This section is interpreted literally by the courts. Cox v. Mueller, 125 Idaho 734, 737, 874 P.2d 545, 548 (1994) (“[A] plaintiff must comply with the literal mandate of I.C. § 12-120(1) to be awarded attorney fees upon prevailing.”). The pleadings must precisely comply with the statutory mandate and formally plead an amount of $25,000 or less. L & W Supply Corp. v. Chartrand Family Trust, 136 Idaho 738, 746, 40 P.3d 96, 104 (2002). Where the parties plead a general amount due, but do not specify that it is $25,000 or less, this Court will not award attorney fees. See Chavez v. Barrus, 146 Idaho 212, 224-25, 192 P.3d 1036, 1048-49 (2008) (denying attorney fees because the plaintiff sought $21,500 plus interest, costs, and an undivided interest in real property); Gillespie v. Mountain Park Estates, L.L.C., 142 Idaho 671, 675, 132 P.3d 428, 432 (2006) (refusing to award attorney fees where the answer sought treble damages of not less than $15,000); D.A.R. Inc. v. Sheffer, 134 Idaho 141, 147, 997 P.2d 602, 608 (2000) (holding award of fees improper where complaint sought only an accounting and no damages in any amount); Aberdeen-Springfield Canal Co. v. Peiper, 133 Idaho 82, 94-95 982 P.2d 917, 929-30 (1999) (denying attorney fees because the total amount pleaded against the multiple defendants exceeded $25,000 and was not individually divided; section 12-120(1) to be construed “narrowly”).
None of the pleadings in this ease specifically assert “damages of $25,000 or less.” Lawrence’s complaint seeks damages for the breach of a settlement agreement wherein the parties agreed to settle for $37,500. Despite stating that the settlement agreement was joint, the complaint does not state exactly how much money Lawrence sought as damages against Hutchinson.3 While it may be inferred that Hutchinson’s share of the settlement agreement was in fact less than $25,000, such an inference does not comply with the Idaho Supreme Court’s mandates on the literal interpretation of I.C. § 12-120(1). Lawrence conceded at oral argument that had he prevailed, he too would be barred from seeking attorney fees due to this failure in the pleadings. The district court did not err by denying Hutchinson’s motion for attorney fees.
III.
ATTORNEY FEES ON APPEAL
Both Hutchinson and Lawrence seek attorney fees on appeal pursuant to I.C. *902§ 12-121. An award of attorney fees may be granted under I.C. § 12-121 and I.A.R. 41 to the prevailing party and such an award is appropriate when the court is left with the abiding belief that the appeal has been brought or defended frivolously, unreasonably, or without foundation. Rendon v. Paskett, 126 Idaho 944, 945, 894 P.2d 775, 776 (Ct.App.1995).
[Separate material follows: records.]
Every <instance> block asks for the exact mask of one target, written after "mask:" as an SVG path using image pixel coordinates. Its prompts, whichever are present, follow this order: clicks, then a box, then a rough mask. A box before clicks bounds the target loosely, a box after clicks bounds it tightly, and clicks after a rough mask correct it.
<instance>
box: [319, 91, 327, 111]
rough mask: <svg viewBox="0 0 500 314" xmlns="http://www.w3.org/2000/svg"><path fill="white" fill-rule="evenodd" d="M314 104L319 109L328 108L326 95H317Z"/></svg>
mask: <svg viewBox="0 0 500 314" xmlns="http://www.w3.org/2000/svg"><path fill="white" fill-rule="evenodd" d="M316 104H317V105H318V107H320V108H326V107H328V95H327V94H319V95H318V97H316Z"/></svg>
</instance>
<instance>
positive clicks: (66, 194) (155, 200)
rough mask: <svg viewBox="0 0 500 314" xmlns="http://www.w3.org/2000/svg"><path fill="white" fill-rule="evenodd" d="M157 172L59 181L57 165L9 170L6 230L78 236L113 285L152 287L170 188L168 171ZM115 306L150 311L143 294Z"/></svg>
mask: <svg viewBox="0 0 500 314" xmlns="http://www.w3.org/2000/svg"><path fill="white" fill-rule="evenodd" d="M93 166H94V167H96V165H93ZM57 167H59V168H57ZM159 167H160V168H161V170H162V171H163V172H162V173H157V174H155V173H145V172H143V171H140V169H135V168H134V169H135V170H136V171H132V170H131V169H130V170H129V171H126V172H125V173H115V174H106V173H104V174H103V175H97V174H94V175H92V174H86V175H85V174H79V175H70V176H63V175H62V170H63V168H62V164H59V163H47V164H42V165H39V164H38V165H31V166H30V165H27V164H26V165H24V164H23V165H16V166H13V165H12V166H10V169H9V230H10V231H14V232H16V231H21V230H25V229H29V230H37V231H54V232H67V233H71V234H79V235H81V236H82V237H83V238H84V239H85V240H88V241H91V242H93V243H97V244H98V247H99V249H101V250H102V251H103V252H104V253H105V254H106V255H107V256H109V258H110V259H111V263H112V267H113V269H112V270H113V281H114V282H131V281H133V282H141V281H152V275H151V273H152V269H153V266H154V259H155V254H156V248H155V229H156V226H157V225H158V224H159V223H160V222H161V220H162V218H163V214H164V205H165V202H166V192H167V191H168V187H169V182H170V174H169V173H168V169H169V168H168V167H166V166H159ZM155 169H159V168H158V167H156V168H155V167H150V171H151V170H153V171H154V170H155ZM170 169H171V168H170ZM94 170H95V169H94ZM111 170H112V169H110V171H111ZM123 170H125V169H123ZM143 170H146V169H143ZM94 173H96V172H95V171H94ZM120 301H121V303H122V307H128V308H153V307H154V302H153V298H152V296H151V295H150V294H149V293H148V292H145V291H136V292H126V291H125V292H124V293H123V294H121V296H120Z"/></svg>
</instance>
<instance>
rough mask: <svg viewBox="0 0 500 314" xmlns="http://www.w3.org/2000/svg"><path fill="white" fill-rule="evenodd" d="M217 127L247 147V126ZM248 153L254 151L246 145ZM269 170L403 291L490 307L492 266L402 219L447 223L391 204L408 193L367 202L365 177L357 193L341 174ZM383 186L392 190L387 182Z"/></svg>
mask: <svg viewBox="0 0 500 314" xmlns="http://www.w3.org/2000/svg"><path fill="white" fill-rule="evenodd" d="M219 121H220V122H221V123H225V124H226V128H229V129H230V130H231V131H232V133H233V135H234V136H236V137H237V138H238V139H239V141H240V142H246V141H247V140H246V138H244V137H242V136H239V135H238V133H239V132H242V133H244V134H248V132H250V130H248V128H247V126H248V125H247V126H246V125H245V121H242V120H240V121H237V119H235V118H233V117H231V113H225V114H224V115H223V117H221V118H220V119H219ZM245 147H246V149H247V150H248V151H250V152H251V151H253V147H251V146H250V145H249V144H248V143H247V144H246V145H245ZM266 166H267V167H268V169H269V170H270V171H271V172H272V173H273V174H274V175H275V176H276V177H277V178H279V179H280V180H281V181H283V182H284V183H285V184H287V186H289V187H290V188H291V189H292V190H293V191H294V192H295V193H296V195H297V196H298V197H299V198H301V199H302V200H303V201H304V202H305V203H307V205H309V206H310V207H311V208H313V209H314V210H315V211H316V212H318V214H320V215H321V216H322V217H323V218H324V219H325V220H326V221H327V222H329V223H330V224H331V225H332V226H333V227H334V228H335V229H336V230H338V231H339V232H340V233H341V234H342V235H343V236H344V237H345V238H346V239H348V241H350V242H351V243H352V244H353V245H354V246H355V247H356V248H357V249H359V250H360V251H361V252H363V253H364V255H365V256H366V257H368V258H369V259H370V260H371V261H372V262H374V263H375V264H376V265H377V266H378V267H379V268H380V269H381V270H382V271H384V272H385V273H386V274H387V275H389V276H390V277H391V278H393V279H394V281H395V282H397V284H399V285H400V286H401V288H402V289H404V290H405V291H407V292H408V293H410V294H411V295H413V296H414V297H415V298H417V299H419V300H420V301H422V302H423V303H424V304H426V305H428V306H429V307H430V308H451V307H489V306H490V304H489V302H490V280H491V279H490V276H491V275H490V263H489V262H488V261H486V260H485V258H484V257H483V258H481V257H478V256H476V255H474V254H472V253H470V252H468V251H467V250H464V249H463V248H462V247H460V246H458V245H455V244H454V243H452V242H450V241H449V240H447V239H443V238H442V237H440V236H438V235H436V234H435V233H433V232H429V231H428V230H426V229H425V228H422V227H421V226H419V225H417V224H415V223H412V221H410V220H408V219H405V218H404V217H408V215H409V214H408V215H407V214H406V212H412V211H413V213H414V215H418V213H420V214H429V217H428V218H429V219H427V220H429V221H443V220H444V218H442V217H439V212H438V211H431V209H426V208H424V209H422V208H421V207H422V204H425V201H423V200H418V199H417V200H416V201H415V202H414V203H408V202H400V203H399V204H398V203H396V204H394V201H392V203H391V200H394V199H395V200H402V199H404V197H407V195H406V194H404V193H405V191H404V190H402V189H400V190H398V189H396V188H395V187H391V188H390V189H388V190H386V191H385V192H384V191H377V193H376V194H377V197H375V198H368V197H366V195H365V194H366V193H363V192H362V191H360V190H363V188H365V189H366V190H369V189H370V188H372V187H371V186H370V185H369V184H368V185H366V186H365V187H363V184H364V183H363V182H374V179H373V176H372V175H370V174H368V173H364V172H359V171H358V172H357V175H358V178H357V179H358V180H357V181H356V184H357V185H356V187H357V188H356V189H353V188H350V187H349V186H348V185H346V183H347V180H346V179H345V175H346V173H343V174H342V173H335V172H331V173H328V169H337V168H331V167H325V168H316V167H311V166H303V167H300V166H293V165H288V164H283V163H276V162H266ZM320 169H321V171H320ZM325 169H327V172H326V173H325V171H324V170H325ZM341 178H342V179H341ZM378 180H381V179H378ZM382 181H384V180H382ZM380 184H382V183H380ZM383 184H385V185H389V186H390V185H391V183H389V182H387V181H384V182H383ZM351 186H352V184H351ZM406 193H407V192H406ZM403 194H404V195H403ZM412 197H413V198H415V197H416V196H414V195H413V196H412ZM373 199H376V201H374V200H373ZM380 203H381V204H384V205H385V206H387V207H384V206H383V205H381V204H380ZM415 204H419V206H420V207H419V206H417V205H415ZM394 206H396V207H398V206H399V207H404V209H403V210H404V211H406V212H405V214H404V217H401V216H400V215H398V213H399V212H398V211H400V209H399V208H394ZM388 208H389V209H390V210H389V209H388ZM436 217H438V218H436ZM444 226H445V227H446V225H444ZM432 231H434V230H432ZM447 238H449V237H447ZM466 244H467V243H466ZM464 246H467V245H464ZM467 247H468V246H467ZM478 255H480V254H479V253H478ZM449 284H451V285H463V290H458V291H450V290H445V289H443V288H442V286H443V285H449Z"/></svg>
Neither party’s arguments in this case were frivolous or lacking in foundation. Therefore, attorney fees on appeal are denied.
IV.
CONCLUSION
The district court did not err in denying Lawrence’s motion for summary judgment and granting Hutchinson’s cross-motion for summary judgment. The parties did not have an enforceable oral settlement agreement when they agreed to the monetary amount. The parties contemplated a formal release and indemnity as material to the settlement, and these terms were never mutually resolved. The district court also did not err by denying Hutchinson attorney fees below, as there was not a strict pleading of damages in the amount of $25,000 or less. As each party has prevailed in part, no costs will be awarded on appeal.
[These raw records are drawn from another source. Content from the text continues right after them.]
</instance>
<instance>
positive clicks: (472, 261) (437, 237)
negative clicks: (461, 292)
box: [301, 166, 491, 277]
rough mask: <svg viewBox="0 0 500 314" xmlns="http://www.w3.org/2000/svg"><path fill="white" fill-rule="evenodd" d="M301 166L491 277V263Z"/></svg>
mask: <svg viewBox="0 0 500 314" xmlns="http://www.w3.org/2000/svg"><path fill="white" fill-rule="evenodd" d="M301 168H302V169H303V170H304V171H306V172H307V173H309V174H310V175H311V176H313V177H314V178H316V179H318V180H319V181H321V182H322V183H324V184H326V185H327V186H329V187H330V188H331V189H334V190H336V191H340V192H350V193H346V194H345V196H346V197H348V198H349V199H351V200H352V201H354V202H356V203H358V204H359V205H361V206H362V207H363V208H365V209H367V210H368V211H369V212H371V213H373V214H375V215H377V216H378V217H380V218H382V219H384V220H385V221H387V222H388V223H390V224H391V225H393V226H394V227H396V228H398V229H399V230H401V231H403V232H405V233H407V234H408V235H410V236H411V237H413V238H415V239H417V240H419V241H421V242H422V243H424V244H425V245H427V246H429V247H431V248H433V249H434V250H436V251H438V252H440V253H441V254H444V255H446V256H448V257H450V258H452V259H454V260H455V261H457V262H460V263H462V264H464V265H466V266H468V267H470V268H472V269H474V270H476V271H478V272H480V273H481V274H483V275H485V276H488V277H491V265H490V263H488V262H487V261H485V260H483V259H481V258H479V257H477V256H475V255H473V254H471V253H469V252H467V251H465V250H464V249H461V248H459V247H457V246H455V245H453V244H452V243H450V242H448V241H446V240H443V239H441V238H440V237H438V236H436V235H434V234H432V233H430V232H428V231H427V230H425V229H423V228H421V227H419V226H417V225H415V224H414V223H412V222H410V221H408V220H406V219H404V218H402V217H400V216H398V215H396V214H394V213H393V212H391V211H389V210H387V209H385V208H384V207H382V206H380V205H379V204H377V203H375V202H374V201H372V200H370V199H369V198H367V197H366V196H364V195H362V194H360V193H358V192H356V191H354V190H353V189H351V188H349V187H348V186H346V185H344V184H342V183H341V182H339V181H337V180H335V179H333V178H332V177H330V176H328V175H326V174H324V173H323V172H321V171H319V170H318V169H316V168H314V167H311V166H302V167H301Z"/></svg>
Chief Judge LANSING concurs.. Harwood’s first letter stated: "This will confirm our recent telephone conversation in which the Defendants in the state court offered and you accepted a joint total settlement of $37,500.... Given the fact that the case appears to be resolved, except for the formality of approval in the Bankruptcy Court, I will file a Motion to Vacate the Trial Date in the state court case.” The second letter addressed payment of the agreed amount: "This will confirm that we have agreed to settle the above for a total of $37,500. One half of that will be paid by Mr. Hutchinson’s carrier and the other half by Mr. Clark's. As soon as I receive the trustee’s tax id number I will order my draft."
. During oral argument, both sides agreed that summary judgment was the appropriate method of resolving this case' and that a trial was not necessaiy.
. The prayer simply requests "an award of damages against Defendants for breach of the settlement agreement, plus interest ... costs, and attorney fees plus such other relief as is appropriate.”